Kiepska passa środowiska sędziowskiego trwa. Jednak zamiast poprawy widać próbę nieoczekiwanej obrony, zaś przypuszczony atak staje się groźny dla obywateli i dla kraju.
Ostatnie tygodnie to wręcz pasmo wpadek sędziowskich, bulwersujących zwykłego obywatela. A to wypuszczono człowieka odpowiedzialnego za wyłudzenia metodą „na wnuczka”, a to przyłapano sędziego na pospolitej kradzieży w sklepie, a to pijana sędzina miała niefart i jako wiceprezes sądu spowodowała stłuczkę. Media prześcigają się wręcz w opisywaniu kuriozalnych przypadków w rodzaju „sędzina zatrudniała własnego kochanka” czy „z winy sędziny bez powodu przetrzymywano osoby na obserwacji psychiatrycznej”. Postępowania wobec sędziów, jeśli nawet są wszczynane, to szybko bywają umarzane z bulwersującym uzasadnieniem, że sędzina „nie będzie mogła stanąć przed sądem ani teraz ani nigdy, ponieważ nie będzie w stanie prowadzić skutecznej obrony, a nawet mając obrońcę może mu przeszkadzać z powodu niskiej samooceny i brania na siebie win”. Kradzieże sędziów dotyczą np. kiełbasy czy pendrive’ów, co tym bardziej zastanawia – aż tak są biedni czy bezczelni? Takie przypadki nie są chwalebne, obciążają całą grupę sędziów, chociaż większość z nich pracuje rzetelnie.

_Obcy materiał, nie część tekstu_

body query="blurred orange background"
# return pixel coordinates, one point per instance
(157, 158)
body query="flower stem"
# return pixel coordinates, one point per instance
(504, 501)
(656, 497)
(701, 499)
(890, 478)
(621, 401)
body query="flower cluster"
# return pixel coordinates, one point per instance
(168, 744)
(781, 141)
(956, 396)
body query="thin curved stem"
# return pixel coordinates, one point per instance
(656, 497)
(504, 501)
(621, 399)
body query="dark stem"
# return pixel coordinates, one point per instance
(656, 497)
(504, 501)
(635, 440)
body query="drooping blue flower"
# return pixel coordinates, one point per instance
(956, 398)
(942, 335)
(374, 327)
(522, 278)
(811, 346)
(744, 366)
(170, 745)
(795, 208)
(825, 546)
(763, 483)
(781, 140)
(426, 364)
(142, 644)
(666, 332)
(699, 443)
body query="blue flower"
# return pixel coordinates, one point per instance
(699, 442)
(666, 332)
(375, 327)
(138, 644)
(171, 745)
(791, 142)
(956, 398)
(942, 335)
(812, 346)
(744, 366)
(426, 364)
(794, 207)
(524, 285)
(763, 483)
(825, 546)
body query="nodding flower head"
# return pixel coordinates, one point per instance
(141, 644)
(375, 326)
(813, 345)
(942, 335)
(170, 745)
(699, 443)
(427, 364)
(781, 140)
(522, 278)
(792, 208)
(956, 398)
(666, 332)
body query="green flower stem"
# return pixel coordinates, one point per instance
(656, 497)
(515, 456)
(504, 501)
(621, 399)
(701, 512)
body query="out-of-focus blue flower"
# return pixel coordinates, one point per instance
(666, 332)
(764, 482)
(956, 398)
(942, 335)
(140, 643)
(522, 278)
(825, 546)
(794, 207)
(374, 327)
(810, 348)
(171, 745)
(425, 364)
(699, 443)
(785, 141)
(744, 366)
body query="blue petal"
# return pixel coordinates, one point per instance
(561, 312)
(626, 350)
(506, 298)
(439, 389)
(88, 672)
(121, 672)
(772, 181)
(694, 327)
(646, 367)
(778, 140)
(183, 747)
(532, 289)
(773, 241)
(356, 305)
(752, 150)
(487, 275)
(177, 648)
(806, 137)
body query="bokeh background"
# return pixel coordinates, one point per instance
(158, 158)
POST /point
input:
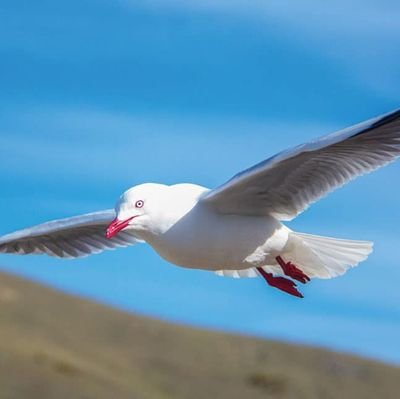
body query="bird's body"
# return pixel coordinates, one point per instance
(194, 236)
(235, 229)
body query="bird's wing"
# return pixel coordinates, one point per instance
(286, 184)
(73, 237)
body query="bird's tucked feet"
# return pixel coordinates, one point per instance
(282, 283)
(292, 271)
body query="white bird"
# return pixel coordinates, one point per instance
(235, 229)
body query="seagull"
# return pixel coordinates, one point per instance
(235, 229)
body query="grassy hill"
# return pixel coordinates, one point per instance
(57, 346)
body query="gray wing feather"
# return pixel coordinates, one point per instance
(286, 184)
(73, 237)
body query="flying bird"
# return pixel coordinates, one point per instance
(235, 229)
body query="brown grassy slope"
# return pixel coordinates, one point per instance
(56, 346)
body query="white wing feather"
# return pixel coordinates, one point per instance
(73, 237)
(286, 184)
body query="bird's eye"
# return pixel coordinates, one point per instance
(139, 204)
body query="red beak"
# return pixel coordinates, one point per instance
(116, 225)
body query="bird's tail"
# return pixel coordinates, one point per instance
(325, 257)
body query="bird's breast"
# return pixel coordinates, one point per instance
(206, 240)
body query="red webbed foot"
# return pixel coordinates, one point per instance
(292, 271)
(282, 283)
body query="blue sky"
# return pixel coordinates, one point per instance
(97, 96)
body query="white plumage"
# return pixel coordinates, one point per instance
(235, 229)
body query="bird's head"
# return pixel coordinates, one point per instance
(137, 208)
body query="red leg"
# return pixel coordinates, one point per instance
(292, 270)
(282, 283)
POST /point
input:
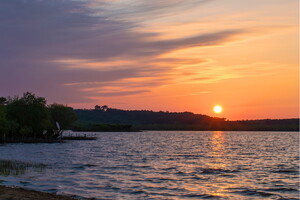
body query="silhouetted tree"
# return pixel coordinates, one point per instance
(3, 100)
(62, 114)
(30, 113)
(104, 108)
(97, 107)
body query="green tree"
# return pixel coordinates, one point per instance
(62, 114)
(30, 113)
(3, 123)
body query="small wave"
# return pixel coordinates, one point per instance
(286, 171)
(202, 196)
(216, 171)
(281, 190)
(253, 192)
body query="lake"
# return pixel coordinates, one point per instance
(160, 165)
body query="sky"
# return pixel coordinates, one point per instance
(172, 55)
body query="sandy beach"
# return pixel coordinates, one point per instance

Moje osobiste doświadczenia z sądami są pozytywne, nie zetknąłem się z dziwnymi sytuacjami. W sprawie sądowej założonej mi przez prezydenta Rzeszowa – gdy troszcząc się o wykorzystanie potężnych pieniędzy unijnych na Rzeszowski Obszar Funkcjonalny zostałem zaatakowany – odniosłem zwycięstwo. To znaczy postępowanie sądowe trwało długo, wymagało przesłuchania wielu świadków (wójtowie, burmistrzowie, wiceminister), którzy potwierdzili przed sądem moją wersję wydarzeń. Ostatecznie sąd przyznał mi rację i oddalił pozew prezydenta.
Widać trudno było pogodzić się władzom miasta z przegraną, bo złożyli apelację nie zgadzając się z treścią wyroku. Znowu kolejne miesiące, powiększony skład sędziowski i jeszcze większy mój sukces: sąd apelacyjny podtrzymał decyzję, a co więcej w szerokim uzasadnieniu pojawiły się jeszcze korzystniejsze dla mnie sformułowania. Prawda zwyciężyła, podatnicy rzeszowscy zapłacili za niepotrzebne koszty (ja prawników opłacałem z własnej kieszeni), sąd stanął na wysokości zadania. Po co to było potrzebne prezydentowi, doprawdy nie wiem.
Wracając na podwórko krajowe, zdumiewa i przeraża przyjęta obrona sędziów skierowana do instytucji unijnych. Argumentacja w rodzaju „sędziowie są wręcz fizycznie atakowani” czy „są szykanowani i represjonowani, podobnie jak członkowie ich rodzin” jest tak fantazyjna, że aż przeraża. Sędziowie podobno są prześladowani i zastraszani przez różne instytucje publiczne – groteskowość takich sformułowań dostrzega chyba każdy. A że list przedstawicielstwa Komisji Europejskiej w Polsce kierowany jest do unijnych komisarzy, to zastanawia podwójnie.
Obrona przez atak wygląda naprawdę żałośnie.